MADAME

Sylviane Blineau

Rivalité amoureuse






MADAME


(d'après le tableau PORTRAIT DE MADAME VALLOTTON – 1885 )





Ma parole, elle se prend pour le Penseur de Rodin !

Je sais, ne pas dire « elle », dire Madame...Mais ça m'écorche la bouche.


Là, telle que je l'observe, elle fait sa mijaurée, Madame. De blanc vêtue, réservée, virginale, pour ne pas déparer avec le plissé religieux de son corsage, elle pose. Mazette, elle se donne une allure !


Il ne l'a pas ratée, Félix : son grand nez, il est en train de le peindre dans toute sa longueur. Un nez de musaraigne, en somme ! Moi, avec un appendice pareil, je me cacherais au fond de ma province. Elle...Elle pose, sûre d'elle, et je sais bien pourquoi. Son secret m'a été révélé hier par la couturière.

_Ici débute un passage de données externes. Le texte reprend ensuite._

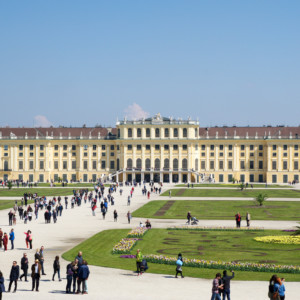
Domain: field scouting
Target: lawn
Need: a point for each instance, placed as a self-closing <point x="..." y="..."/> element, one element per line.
<point x="220" y="210"/>
<point x="224" y="246"/>
<point x="235" y="185"/>
<point x="19" y="192"/>
<point x="271" y="193"/>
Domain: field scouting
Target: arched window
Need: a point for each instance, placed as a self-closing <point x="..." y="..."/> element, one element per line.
<point x="148" y="132"/>
<point x="139" y="132"/>
<point x="166" y="132"/>
<point x="129" y="132"/>
<point x="157" y="164"/>
<point x="139" y="163"/>
<point x="175" y="132"/>
<point x="184" y="132"/>
<point x="196" y="164"/>
<point x="175" y="164"/>
<point x="184" y="164"/>
<point x="129" y="163"/>
<point x="166" y="163"/>
<point x="148" y="163"/>
<point x="156" y="132"/>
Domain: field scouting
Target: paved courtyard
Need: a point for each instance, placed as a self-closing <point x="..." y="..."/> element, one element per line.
<point x="78" y="224"/>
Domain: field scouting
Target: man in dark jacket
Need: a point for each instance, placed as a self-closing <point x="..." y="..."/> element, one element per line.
<point x="226" y="284"/>
<point x="83" y="275"/>
<point x="14" y="276"/>
<point x="24" y="266"/>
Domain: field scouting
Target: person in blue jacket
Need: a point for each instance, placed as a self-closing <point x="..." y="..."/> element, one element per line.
<point x="12" y="238"/>
<point x="179" y="264"/>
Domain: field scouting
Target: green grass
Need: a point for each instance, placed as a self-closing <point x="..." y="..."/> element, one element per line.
<point x="225" y="246"/>
<point x="19" y="192"/>
<point x="235" y="185"/>
<point x="9" y="204"/>
<point x="221" y="210"/>
<point x="185" y="192"/>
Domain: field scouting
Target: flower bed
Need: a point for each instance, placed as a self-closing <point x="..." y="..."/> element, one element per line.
<point x="124" y="246"/>
<point x="280" y="239"/>
<point x="215" y="228"/>
<point x="159" y="259"/>
<point x="137" y="232"/>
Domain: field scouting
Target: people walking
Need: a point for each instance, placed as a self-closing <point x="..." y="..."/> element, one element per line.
<point x="14" y="276"/>
<point x="36" y="275"/>
<point x="56" y="268"/>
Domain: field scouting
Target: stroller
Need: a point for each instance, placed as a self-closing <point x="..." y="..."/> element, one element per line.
<point x="194" y="221"/>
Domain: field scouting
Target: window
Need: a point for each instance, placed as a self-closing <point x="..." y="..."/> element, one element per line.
<point x="203" y="164"/>
<point x="175" y="164"/>
<point x="175" y="132"/>
<point x="242" y="164"/>
<point x="166" y="132"/>
<point x="184" y="164"/>
<point x="148" y="132"/>
<point x="156" y="132"/>
<point x="139" y="132"/>
<point x="112" y="164"/>
<point x="251" y="164"/>
<point x="85" y="163"/>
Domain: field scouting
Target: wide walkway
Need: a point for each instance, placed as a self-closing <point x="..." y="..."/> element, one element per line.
<point x="78" y="224"/>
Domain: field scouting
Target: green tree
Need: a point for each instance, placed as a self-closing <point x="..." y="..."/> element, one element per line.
<point x="261" y="198"/>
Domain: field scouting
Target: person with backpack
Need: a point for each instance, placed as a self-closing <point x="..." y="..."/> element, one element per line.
<point x="226" y="284"/>
<point x="179" y="264"/>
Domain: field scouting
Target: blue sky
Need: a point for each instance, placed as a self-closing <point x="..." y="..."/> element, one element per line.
<point x="91" y="62"/>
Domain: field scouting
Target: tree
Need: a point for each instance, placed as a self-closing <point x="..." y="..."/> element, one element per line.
<point x="261" y="198"/>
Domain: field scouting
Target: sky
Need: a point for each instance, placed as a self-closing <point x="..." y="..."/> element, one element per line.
<point x="71" y="62"/>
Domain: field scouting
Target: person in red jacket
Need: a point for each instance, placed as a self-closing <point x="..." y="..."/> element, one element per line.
<point x="5" y="241"/>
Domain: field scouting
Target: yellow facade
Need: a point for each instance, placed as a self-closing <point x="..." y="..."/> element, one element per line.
<point x="159" y="149"/>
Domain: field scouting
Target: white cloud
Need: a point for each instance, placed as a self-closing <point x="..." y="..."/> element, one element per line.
<point x="134" y="112"/>
<point x="41" y="121"/>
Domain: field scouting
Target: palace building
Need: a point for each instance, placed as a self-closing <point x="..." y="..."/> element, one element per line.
<point x="157" y="148"/>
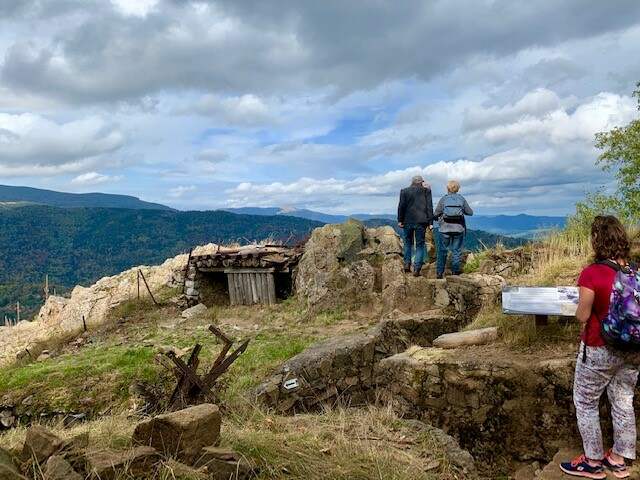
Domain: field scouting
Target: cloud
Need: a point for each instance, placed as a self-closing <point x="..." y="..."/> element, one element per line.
<point x="180" y="191"/>
<point x="32" y="140"/>
<point x="540" y="122"/>
<point x="240" y="48"/>
<point x="93" y="178"/>
<point x="243" y="111"/>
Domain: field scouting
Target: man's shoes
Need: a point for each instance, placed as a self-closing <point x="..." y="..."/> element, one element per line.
<point x="581" y="467"/>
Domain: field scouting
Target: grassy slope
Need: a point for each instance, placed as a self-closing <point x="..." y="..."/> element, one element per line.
<point x="82" y="245"/>
<point x="341" y="444"/>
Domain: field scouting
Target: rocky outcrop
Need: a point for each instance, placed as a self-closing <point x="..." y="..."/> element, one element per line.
<point x="57" y="468"/>
<point x="341" y="369"/>
<point x="467" y="338"/>
<point x="8" y="467"/>
<point x="186" y="440"/>
<point x="507" y="263"/>
<point x="40" y="444"/>
<point x="62" y="319"/>
<point x="482" y="396"/>
<point x="465" y="295"/>
<point x="181" y="434"/>
<point x="330" y="264"/>
<point x="137" y="462"/>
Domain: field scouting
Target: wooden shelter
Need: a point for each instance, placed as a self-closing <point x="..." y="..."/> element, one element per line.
<point x="252" y="272"/>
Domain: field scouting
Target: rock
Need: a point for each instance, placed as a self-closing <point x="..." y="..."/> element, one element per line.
<point x="224" y="464"/>
<point x="8" y="418"/>
<point x="109" y="465"/>
<point x="60" y="319"/>
<point x="197" y="311"/>
<point x="8" y="468"/>
<point x="181" y="434"/>
<point x="383" y="240"/>
<point x="40" y="444"/>
<point x="470" y="337"/>
<point x="59" y="469"/>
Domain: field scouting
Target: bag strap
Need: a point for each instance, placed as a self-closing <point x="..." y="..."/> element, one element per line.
<point x="631" y="266"/>
<point x="614" y="265"/>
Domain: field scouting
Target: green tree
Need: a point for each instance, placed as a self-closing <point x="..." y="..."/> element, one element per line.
<point x="621" y="153"/>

Pour l'heure, elle se montre, un immense châle d'indienne rouge déployé sur ses épaules de matrone, cuisses mollement ouvertes. Elle crâne, fait semblant de rêvasser sur la méridienne cramoisie tandis que moi je me casse les reins pour elle de l'aube à la nuit tombée. Pour elle ? Pas que...Pour Félix je m'active sans compter ma peine. Mais pour Félix je ne poserai jamais plus.


Ce soir-là, après avoir chargé les poêles pour la nuit, il m'a rejointe dans l'escalier, une bougie à la main. Sous son regard, j'ai baissé les yeux, baissé la nuque, baissé la garde. Et je me suis retrouvée dans son atelier, allongée sur le sofa fleuri, un livre rouge à la main. Nue. Surtout nue, le rouge aux joues malgré le froid, incapable de remuer un cil. Devant la fenêtre, un bouquet de pivoines embaumait les prémices du printemps.

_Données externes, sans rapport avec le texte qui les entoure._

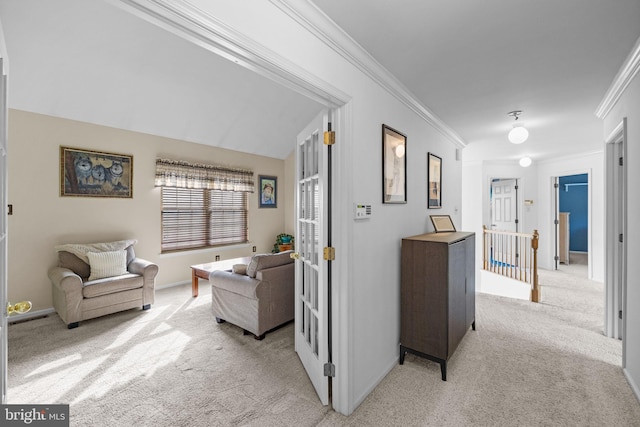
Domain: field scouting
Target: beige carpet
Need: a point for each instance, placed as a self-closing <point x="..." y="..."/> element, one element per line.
<point x="527" y="364"/>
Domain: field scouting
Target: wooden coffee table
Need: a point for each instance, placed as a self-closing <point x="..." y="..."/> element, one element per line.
<point x="202" y="271"/>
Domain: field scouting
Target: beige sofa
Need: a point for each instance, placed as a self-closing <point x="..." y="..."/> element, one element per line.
<point x="257" y="297"/>
<point x="79" y="290"/>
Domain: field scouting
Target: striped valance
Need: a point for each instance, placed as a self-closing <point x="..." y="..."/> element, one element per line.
<point x="177" y="173"/>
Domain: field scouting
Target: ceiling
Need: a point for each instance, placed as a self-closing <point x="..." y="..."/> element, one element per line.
<point x="470" y="62"/>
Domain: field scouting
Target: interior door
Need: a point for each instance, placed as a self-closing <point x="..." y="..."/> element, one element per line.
<point x="503" y="205"/>
<point x="311" y="305"/>
<point x="3" y="231"/>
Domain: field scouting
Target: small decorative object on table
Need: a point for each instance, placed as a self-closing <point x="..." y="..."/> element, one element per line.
<point x="284" y="242"/>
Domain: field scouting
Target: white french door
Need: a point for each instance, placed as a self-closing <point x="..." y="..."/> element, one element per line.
<point x="311" y="305"/>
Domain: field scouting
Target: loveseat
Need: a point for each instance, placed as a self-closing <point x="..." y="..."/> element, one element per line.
<point x="256" y="297"/>
<point x="97" y="279"/>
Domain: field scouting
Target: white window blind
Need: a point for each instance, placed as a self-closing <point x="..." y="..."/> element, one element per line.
<point x="197" y="218"/>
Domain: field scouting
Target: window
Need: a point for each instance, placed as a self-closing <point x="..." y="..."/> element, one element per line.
<point x="200" y="218"/>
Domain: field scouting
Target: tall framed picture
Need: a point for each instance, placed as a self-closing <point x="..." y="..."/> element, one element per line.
<point x="434" y="180"/>
<point x="394" y="166"/>
<point x="88" y="173"/>
<point x="268" y="196"/>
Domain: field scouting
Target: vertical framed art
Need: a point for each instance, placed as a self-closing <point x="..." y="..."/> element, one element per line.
<point x="394" y="166"/>
<point x="434" y="181"/>
<point x="268" y="196"/>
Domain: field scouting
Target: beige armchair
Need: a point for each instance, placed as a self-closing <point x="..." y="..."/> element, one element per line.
<point x="112" y="280"/>
<point x="258" y="299"/>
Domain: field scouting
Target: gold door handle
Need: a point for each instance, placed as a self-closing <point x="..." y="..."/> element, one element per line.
<point x="19" y="307"/>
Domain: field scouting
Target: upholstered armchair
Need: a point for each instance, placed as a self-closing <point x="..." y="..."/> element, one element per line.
<point x="93" y="280"/>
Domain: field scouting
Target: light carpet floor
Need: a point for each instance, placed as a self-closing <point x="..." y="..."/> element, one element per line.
<point x="527" y="364"/>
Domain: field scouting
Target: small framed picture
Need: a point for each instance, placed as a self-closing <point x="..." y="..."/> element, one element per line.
<point x="268" y="195"/>
<point x="394" y="166"/>
<point x="442" y="223"/>
<point x="434" y="180"/>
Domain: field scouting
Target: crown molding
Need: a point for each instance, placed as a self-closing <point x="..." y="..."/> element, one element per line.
<point x="625" y="75"/>
<point x="187" y="21"/>
<point x="319" y="24"/>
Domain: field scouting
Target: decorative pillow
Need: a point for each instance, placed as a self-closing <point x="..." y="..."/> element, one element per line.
<point x="262" y="261"/>
<point x="107" y="264"/>
<point x="240" y="269"/>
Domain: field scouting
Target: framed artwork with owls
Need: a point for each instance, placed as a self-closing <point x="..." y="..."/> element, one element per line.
<point x="88" y="173"/>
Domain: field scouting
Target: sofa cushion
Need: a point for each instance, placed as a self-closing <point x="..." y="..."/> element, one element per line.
<point x="239" y="269"/>
<point x="107" y="264"/>
<point x="110" y="285"/>
<point x="261" y="261"/>
<point x="73" y="263"/>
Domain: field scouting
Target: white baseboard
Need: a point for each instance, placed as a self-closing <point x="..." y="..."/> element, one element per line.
<point x="30" y="315"/>
<point x="634" y="386"/>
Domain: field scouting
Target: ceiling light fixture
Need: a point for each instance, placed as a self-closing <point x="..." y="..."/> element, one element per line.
<point x="519" y="133"/>
<point x="525" y="162"/>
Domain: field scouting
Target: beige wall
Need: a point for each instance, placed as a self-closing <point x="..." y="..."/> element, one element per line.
<point x="42" y="219"/>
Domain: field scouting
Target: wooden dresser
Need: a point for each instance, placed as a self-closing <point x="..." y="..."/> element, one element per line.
<point x="437" y="294"/>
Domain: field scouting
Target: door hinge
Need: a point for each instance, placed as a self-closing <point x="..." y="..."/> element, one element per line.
<point x="329" y="370"/>
<point x="329" y="253"/>
<point x="329" y="137"/>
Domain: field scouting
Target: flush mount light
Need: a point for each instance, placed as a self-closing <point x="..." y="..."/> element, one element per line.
<point x="525" y="162"/>
<point x="519" y="133"/>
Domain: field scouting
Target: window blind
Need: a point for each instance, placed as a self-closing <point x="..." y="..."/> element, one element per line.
<point x="200" y="218"/>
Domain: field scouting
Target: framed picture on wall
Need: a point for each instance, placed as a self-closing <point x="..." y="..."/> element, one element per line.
<point x="394" y="166"/>
<point x="88" y="173"/>
<point x="434" y="181"/>
<point x="268" y="196"/>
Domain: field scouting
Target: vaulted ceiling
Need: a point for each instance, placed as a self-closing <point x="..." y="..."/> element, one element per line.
<point x="469" y="62"/>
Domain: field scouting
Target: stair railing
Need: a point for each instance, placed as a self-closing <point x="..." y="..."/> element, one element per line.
<point x="512" y="255"/>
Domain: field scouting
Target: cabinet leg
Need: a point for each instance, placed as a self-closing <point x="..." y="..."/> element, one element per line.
<point x="443" y="369"/>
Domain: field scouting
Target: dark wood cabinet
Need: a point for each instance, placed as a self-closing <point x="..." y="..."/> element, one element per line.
<point x="437" y="294"/>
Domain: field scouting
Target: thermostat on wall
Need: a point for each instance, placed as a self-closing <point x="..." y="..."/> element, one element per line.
<point x="361" y="211"/>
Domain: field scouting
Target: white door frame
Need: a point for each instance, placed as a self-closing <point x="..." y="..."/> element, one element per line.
<point x="616" y="225"/>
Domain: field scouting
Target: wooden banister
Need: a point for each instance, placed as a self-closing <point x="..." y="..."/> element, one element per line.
<point x="513" y="255"/>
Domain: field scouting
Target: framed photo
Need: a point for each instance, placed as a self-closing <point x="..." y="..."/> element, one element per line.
<point x="87" y="173"/>
<point x="434" y="180"/>
<point x="442" y="223"/>
<point x="268" y="196"/>
<point x="394" y="166"/>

Moi, je n'avais pour odeur que celle de ma chambre de bonne, entre moisi et sueur.

Mais il m'avait choisie, Monsieur ! D'un coup, j'ai redressé la tête, le buste, fière de mes jeunes seins d'éclat rose. Cette nuit de pose s'annonçait riche en émotions nouvelles.


J'étais enfin regardée, étudiée, palpée. Enfin considérée.


Je savais qu'une fois encore j'allais lui ouvrir les bras, plus tard, lorsqu'il décréterait « assez pour cette fois ».


...Du bruit, un coup de vent, une ombre se rue sur moi. Coups de canne. Gifles. Hurlements. Madame est mauvaise, vipérine, encore plus laide soudain. Sa bouche déformée est devenue l'antre du diable. Toutes griffes dehors, elle me prend par les cheveux, me traîne sur le parquet, me jette dans l'escalier. Sans un  mot, Félix a lâché les pinceaux  et je ne sais si je dois admirer son calme ou maudire son impassibilité.


Désormais, je suis cantonnée aux activités de bonne. La bonne ! Peu m'importe, au fond de moi se cache un germe de vie. Félix le sait, il m'a promis son aide pour élever l'enfant. Quant à Madame, stérile comme une terre morte, elle continue de figurer en bonne place sur les toiles signées Vallotton.